If you were to ask three Tennessee personal injury lawyers to explain when court approval is required for a minor’s settlement, chances are you would get three very different responses. That is because this is an area of law in which many have relied on custom instead of the statute passed by the General Assembly. If you look to the statute, the answer to this question is fairly clear. Tennessee Code Annotated § 29-34-105(a) provides that every minor’s settlement, regardless of size, must have court approval.
The statute states as follows:
- Notwithstanding any other law or rule to the contrary, a judge or chancellor may sign an order approving any tort claim settlement involving a minor that is less than ten thousand dollars ($10,000) by relying on affidavits from the legal guardian. The court shall conduct a chambers hearing at which the minor and legal guardian are present to approve any tort claim settlement involving a minor that is ten thousand dollars ($10,000) or more.

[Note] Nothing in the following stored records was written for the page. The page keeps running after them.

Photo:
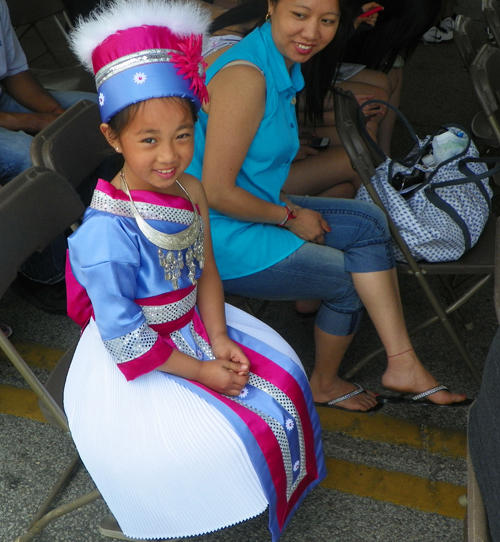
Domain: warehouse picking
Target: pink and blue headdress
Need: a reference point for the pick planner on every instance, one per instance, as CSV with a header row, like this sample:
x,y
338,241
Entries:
x,y
142,49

The statute removes all of the guess work on when and if an approval is necessary. Importantly, however, while court approval is mandated on all minor settlements, there is a distinction between cases settling for less than $10,000 and those settling for more. When a matter involving a minor settles for less than $10,000, the court approval process in that case can be streamlined through the use of affidavits and a hearing in the Judge’s chambers. When a minor’s settlement involves an amount greater than $10,000, an in-person court appearance will likely be required in order for the settlement to be approved.